O autor consegue costurar as memórias do "seu velho" pai caminhoneiro com suas análises sociológicas sobre esse Brasil grande e contraditório, que aposta no progresso, mas não investe na educação; que constrói estradas e abandona as ferrovias; que prega a liberdade de expressão, mas pede a volta da Ditadura; cuja elite ilustrada se instala no Sudeste e  dá as costas para a preservação da Amazônia. O filho culto, doutor em sociologia, entrevista o pai, que cursou só até a quinta série, mas que tem uma visão prática da vida, trabalhando desde menino e depois carregando muita carga debaixo da lona do seu caminhão. Ficam as histórias... 

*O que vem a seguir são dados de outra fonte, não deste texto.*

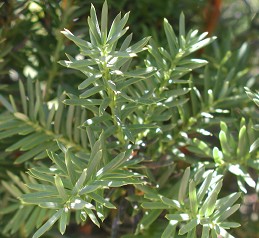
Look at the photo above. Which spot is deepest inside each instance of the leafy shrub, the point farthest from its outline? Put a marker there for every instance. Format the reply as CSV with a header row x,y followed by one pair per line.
x,y
146,124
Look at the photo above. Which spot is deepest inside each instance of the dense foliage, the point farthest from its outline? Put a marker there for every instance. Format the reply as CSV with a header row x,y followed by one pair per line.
x,y
127,131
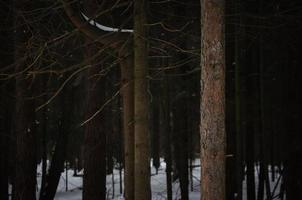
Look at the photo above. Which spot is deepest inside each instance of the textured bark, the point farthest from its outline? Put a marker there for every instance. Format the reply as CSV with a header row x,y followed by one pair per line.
x,y
6,53
94,182
142,150
212,127
25,180
128,114
58,158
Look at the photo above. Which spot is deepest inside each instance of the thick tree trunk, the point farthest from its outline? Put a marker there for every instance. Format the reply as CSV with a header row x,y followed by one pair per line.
x,y
212,127
142,150
126,64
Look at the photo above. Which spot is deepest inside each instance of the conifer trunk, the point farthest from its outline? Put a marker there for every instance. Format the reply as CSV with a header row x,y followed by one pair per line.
x,y
142,150
212,108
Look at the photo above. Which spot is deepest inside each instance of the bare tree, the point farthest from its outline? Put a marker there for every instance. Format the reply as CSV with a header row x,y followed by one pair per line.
x,y
212,107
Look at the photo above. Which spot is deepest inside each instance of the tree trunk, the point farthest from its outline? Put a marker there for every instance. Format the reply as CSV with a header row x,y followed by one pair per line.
x,y
212,108
58,158
126,65
142,150
6,53
94,182
25,180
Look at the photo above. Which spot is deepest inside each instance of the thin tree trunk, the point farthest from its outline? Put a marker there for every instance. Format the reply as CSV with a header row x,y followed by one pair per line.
x,y
212,126
94,182
26,163
126,65
58,158
6,53
142,149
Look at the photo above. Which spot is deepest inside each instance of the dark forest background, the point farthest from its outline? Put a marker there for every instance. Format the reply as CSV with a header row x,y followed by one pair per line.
x,y
59,88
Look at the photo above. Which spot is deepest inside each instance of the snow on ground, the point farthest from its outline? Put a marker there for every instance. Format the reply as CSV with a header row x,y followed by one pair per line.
x,y
158,184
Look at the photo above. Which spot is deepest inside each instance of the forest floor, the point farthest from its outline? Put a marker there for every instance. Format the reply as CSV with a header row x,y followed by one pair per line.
x,y
158,184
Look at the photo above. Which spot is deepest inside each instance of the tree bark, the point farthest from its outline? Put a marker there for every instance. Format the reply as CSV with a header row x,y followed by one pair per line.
x,y
142,150
126,65
94,182
25,180
212,127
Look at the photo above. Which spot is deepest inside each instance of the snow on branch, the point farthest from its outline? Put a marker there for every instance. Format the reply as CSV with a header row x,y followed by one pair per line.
x,y
105,28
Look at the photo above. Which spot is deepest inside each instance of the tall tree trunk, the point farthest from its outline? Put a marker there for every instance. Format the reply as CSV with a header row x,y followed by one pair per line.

Eu comecei a trabalhar com sete anos de idade com trator, arando terra. O vô Joanin naquela época tinha um sítio pequeno com os irmãos dele e tinham um tratorzinho. E sabe como que é criança... Eu via o vô guiar, subia no trator. Aqueles tratorzinhos de antigamente era igual aos de brinquedo de hoje, bem pequeno, mas eu era menor ainda. Então não tinha como eu trabalhar sentado no banco, eu ficava de pé no estribo. E arando terra a tarde inteira. Eu saía da escola, ia pra roça, ficava até cinco, seis horas da tarde. De sete até dez anos fiquei nessa vida, e foi aí que abandonei a escola e só trabalhava. Aos quinze ano, os meus pai mudou para a cidade e eu entrei pra trabalhar numa oficina. E trabalhei sete anos nessa oficina. Então foi assim: dos sete aos quatorze eu trabalhei como tratorista, dos quatorze até os vinte e um mais ou menos eu trabalhei como mecânico, e já com vinte e dois deixei a profissão de mecânico e fui pra pista.

"Pé na estrada e chuva no rastro", diz o ditado. É preciso sempre seguir em frente! No decorrer dessa longa estrada da vida, no deparamos com trechos fáceis e difíceis, muitas curvas, às vezes um lamaçal e até atoleiros dos quais precisamos de ajuda para sair. A estrada é uma metáfora da vida. E cada qual carrega uma carga no seu caminhão. Carga emotiva, inclusive. O que é meu, José Henrique Bortoluci, São Paulo: Fósforo, 2023, 138 pág. é um livrinho pequeno, quase de bolso, mas é enorme na grandeza emocional. O livro é uma preciosidade, uma viagem sobre o Brasil. Uma estrada sentimental que vale a pena ser percorrida.